1つの原子爆弾による核分裂が連鎖し続け、世界を破壊する可能性。
理論上(計算上)だけでは、実際に爆発させるまでその可能性は【ニアゼロ】でしかない。

この【ニアゼロ】、世界を破壊する核分裂の連鎖範囲の理論計算についての付随するアインシュタインとの会話が、
ミクロな理論追求のカラーパートの核分裂(FISSION、原子爆弾開発)と、
計算不可能で非合理的で人間的なモノクロパートの核融合(FUSION、水素爆弾抑制)を繋ぐ核として、映画の構成が完璧過ぎるほど緻密に作られていると驚愕した。

また、その【ニアゼロ】が示したもの、
美しい完璧なミクロな世界での計算・理論と、非合理的で独善的な人間という生き物のドロっとしたモノの間にある矛盾。
この理論と実証、ミクロとマクロ、自然と人間等の間で揺れ動く矛盾を持った人間や世界の曖昧さを深い視点で感じる上でも、【ニアゼロ】というワードが核になり、自分の中ではこの映画に対する深みがグンと加わった。

こんな具体的で根深い事実としてのこの題材をこんなに理性的且つ人間的に、世界の本質的なものを描き、表現、表象してしまう凄さ。

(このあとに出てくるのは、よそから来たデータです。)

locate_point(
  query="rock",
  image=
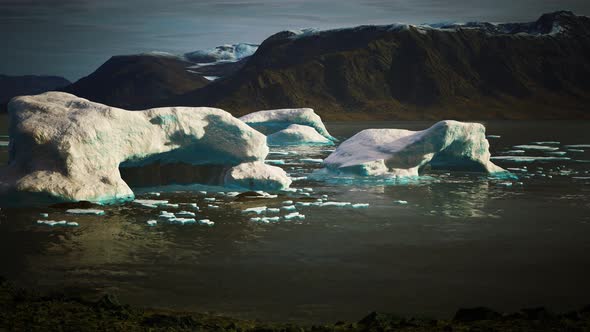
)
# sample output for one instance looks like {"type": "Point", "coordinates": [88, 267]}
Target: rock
{"type": "Point", "coordinates": [475, 314]}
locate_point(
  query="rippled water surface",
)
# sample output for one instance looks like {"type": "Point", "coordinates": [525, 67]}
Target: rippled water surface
{"type": "Point", "coordinates": [461, 240]}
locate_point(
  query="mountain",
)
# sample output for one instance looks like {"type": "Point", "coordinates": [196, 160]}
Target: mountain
{"type": "Point", "coordinates": [138, 81]}
{"type": "Point", "coordinates": [12, 86]}
{"type": "Point", "coordinates": [146, 80]}
{"type": "Point", "coordinates": [536, 70]}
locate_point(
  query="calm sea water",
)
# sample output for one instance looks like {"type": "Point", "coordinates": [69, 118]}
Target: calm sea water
{"type": "Point", "coordinates": [461, 240]}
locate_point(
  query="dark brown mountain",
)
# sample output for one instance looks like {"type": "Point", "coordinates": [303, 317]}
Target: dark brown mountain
{"type": "Point", "coordinates": [536, 70]}
{"type": "Point", "coordinates": [12, 86]}
{"type": "Point", "coordinates": [138, 81]}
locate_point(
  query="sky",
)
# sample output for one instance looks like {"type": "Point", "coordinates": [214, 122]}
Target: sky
{"type": "Point", "coordinates": [72, 38]}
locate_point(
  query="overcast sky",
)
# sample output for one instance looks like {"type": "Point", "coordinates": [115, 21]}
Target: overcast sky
{"type": "Point", "coordinates": [71, 38]}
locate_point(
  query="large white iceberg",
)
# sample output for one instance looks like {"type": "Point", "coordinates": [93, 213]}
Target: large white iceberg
{"type": "Point", "coordinates": [449, 145]}
{"type": "Point", "coordinates": [65, 148]}
{"type": "Point", "coordinates": [291, 126]}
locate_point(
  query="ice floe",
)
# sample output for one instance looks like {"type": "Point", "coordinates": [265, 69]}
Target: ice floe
{"type": "Point", "coordinates": [86, 211]}
{"type": "Point", "coordinates": [447, 145]}
{"type": "Point", "coordinates": [60, 142]}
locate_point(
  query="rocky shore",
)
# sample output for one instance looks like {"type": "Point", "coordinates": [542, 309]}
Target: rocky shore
{"type": "Point", "coordinates": [29, 310]}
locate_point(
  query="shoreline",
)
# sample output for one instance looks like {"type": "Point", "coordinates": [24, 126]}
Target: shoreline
{"type": "Point", "coordinates": [30, 310]}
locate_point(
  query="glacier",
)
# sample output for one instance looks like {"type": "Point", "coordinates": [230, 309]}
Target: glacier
{"type": "Point", "coordinates": [290, 126]}
{"type": "Point", "coordinates": [447, 145]}
{"type": "Point", "coordinates": [68, 149]}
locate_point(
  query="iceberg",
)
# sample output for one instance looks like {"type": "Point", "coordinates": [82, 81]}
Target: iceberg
{"type": "Point", "coordinates": [67, 149]}
{"type": "Point", "coordinates": [297, 135]}
{"type": "Point", "coordinates": [535, 147]}
{"type": "Point", "coordinates": [274, 121]}
{"type": "Point", "coordinates": [447, 145]}
{"type": "Point", "coordinates": [257, 175]}
{"type": "Point", "coordinates": [86, 211]}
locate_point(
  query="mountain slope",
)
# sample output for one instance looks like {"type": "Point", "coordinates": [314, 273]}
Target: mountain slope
{"type": "Point", "coordinates": [138, 81]}
{"type": "Point", "coordinates": [471, 71]}
{"type": "Point", "coordinates": [12, 86]}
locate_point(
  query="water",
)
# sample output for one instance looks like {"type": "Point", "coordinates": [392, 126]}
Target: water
{"type": "Point", "coordinates": [461, 240]}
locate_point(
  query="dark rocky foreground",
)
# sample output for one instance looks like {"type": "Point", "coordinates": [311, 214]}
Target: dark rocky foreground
{"type": "Point", "coordinates": [25, 310]}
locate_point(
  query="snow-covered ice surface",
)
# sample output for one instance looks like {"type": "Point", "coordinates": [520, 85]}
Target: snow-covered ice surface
{"type": "Point", "coordinates": [455, 214]}
{"type": "Point", "coordinates": [448, 145]}
{"type": "Point", "coordinates": [79, 147]}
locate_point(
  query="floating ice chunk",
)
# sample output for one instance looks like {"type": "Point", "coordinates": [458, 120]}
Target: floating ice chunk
{"type": "Point", "coordinates": [556, 153]}
{"type": "Point", "coordinates": [86, 211]}
{"type": "Point", "coordinates": [289, 208]}
{"type": "Point", "coordinates": [513, 152]}
{"type": "Point", "coordinates": [272, 121]}
{"type": "Point", "coordinates": [206, 222]}
{"type": "Point", "coordinates": [294, 215]}
{"type": "Point", "coordinates": [447, 145]}
{"type": "Point", "coordinates": [166, 215]}
{"type": "Point", "coordinates": [182, 221]}
{"type": "Point", "coordinates": [185, 214]}
{"type": "Point", "coordinates": [69, 163]}
{"type": "Point", "coordinates": [527, 159]}
{"type": "Point", "coordinates": [257, 175]}
{"type": "Point", "coordinates": [311, 160]}
{"type": "Point", "coordinates": [52, 222]}
{"type": "Point", "coordinates": [583, 146]}
{"type": "Point", "coordinates": [360, 205]}
{"type": "Point", "coordinates": [275, 162]}
{"type": "Point", "coordinates": [297, 135]}
{"type": "Point", "coordinates": [257, 210]}
{"type": "Point", "coordinates": [172, 205]}
{"type": "Point", "coordinates": [535, 147]}
{"type": "Point", "coordinates": [516, 169]}
{"type": "Point", "coordinates": [298, 178]}
{"type": "Point", "coordinates": [337, 204]}
{"type": "Point", "coordinates": [151, 203]}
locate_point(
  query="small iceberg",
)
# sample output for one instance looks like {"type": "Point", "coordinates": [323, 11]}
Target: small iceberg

またIMAX体験としての映像、音響の映画としてのエンタメ感もあるのは、映画として完璧過ぎる。
トリニティ実験のシーンの映像、音響はとにかくずば抜けて凄かった。
純粋に宇宙の神秘に触れるエネルギーの放出をただただ感じる映像。
ただ、その感覚からやや遅れた思考として、コントロールできない要素をふんだんに持った人間が、これを扱う恐ろしさ、原爆の被害を思うシーン。
そして、プロメテウスを引用したように、
コントロール不可能な人類に、とてつもないエネルギーを手渡した恐ろしさにオッペンハイマーが囚われている演説の映像表現、背景や音が変調していく様がとても印象的。


また冒頭の表現もとても印象的。
ケンブリッジ時代のオッペンハイマーがうなされる、世界や宇宙の分からなさ。我々に見えるマクロな世界の動きを構成する渦巻き、めちゃくちゃに動く、見えないミクロな世界。
そして、そこから理論の人となり、
理論を通じて、見えないミクロな世界の構造を整理していく。
その様をミクロな量子世界の映像で表現するその演出もとても素晴らしかった。


オッペンハイマーという、矛盾に溢れる人物像。オッペンハイマーを取り巻く科学、物理の理論の世界と、矛盾に溢れる科学者、政治家、軍人。
いい意味で冷たく理性的で、それにも関わらずドロっとした人間的な要素を持った矛盾溢れる人間ドラマ。
世界の本質を唯一無二な構成と映像表現で描く素晴らしい映画で、馬鹿らしい背景で日本公開されない可能性があった事に驚く。本当に公開してくれて良かったなと心から思う。